SpaceX’s Falcon 9 made a dash as it succeeds in its initial launch from Florida’s Cape Canaveral Air Force Station, Monday. It was carrying a South Korean military satellite named Anasis-II with it. Though it was a standard routine, the Monday liftoff was worth noting for it was the fastest turnaround time for rocket reuse and both fairing halves were captured for the first time.
Monday’s launch was the company’s 12th launch this year, the 90th for the Falcon 9, and second for this particular type of booster. It was first used in May this year to launch National Aeronautics and Space Administration’s (NASA) duo astronauts Doug Hurley and Bob Behnken to the International Space Station.

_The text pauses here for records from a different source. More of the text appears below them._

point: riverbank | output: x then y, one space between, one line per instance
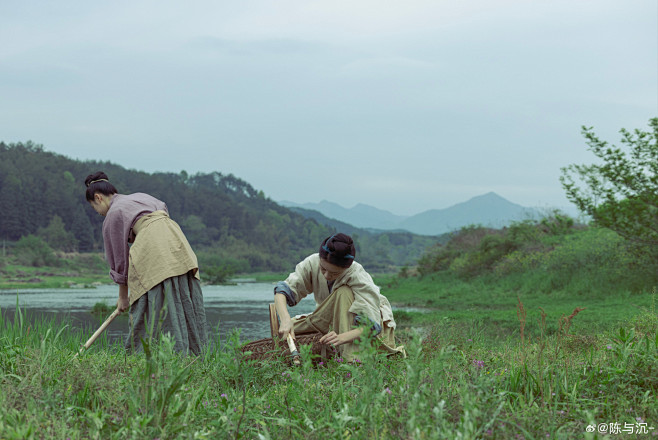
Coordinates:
465 376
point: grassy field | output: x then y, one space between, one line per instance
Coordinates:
479 365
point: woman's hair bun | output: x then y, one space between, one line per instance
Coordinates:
96 176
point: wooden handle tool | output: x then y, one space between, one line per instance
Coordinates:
98 332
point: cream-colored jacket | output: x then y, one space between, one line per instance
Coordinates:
307 278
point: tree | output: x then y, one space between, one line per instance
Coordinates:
621 193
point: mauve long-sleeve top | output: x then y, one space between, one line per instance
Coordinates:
122 215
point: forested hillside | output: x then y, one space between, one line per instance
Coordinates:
232 226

This gives the company two records – its launch last May with NASA is the first time a private company has performed such a launch and secondly it has logged new rocket reusability. In just 51 days, it is the company’s fastest turnaround rate in between missions in the Falcon 9 rocket booster.
Another record was set with regard to the company’s goal of catching both fairing halves. These are the pieces that comprise the Falcon 9’s nosecone before they head into the ocean upon reentry on Earth. Monday’s launch deemed successful as the Anasis-II mission’s fairing halves were captured successfully, both at the same time by ships stationed in the Atlantic.
SpaceX CEO Elon Musk shared the news via Twitter.
Both fairing halves caught from space by @SpaceX ships!— Elon Musk (@elonmusk) July 20, 2020
Anasis-II is South Korea’s first military communications satellite. Due to its military purpose, information about it is limited. A report from the Everyday Astronaut shares that the technology is based on the Eurostar E3000 satellite bus.